Privacy-Preserving Text Sanitization for Distributed Agents Collaboration via Disentangled Representations
Summary
DiSan (Disentangled Sanitization) is a new privacy-preserving text sanitization framework designed for multi-agent collaboration, integrated into Intern-Shannon. It addresses privacy leakage beyond explicit identifiers, tackling distributional signatures like formatting and vocabulary choices when distributed agents exchange text across organizational boundaries. DiSan utilizes a two-stream encoder to factorize text into a source-invariant role subspace, preserving task semantics, and a source-identifying style subspace that remains local. The framework employs federated proto-type alignment and adversarial regularization, enabling joint training without centralizing raw text. Experimental results demonstrate that simple identifier-level masking, even at 19.2% of tokens, only reduces TF-IDF stylometric attribution by 18.6%. In contrast, DiSan reduces answer-level PII exposure by 20 times while maintaining 83% answer faithfulness on a distributed multi-agent RAG benchmark, and lowers Enron stylometric attribution by 73.2% under TF-IDF and 70.6% under a neural probe.
Key takeaway
For AI Security Engineers designing multi-agent collaboration systems, relying solely on identifier masking for text privacy is inadequate. You should consider advanced sanitization frameworks like DiSan that disentangle stylistic and semantic information. Implementing such a system can significantly reduce answer-level PII exposure by 20 times while maintaining high task faithfulness (83%) in distributed RAG benchmarks, offering robust privacy beyond simple redaction.
Key insights
Privacy leakage in multi-agent text collaboration extends beyond explicit identifiers to stylistic patterns, necessitating disentangled sanitization.
Principles
- Privacy leakage includes distributional signatures.
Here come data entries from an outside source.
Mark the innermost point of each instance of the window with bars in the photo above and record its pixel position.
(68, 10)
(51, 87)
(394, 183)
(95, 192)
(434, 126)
- Disentangling style from semantics is key.
- Federated learning enables privacy-preserving training.
Method
DiSan employs a two-stream encoder to factorize text into source-invariant role and source-identifying style subspaces. Federated proto-type alignment and adversarial regularization enable joint training without centralizing raw text.
In practice
- Identifier masking is insufficient for privacy.
- DiSan reduces PII exposure 20x in RAG.
- Achieves 83% answer faithfulness post-sanitization.
Topics
- Privacy-Preserving AI
- Text Sanitization
- Distributed Agents
- Disentangled Representations
- Federated Learning
- PII Exposure
Best for: Research Scientist, CTO, VP of Engineering/Data, AI Scientist, AI Security Engineer, NLP Engineer
Related on AIssential
Editorial summary, takeaway, and curation by AIssential. Original article published by Artificial Intelligence.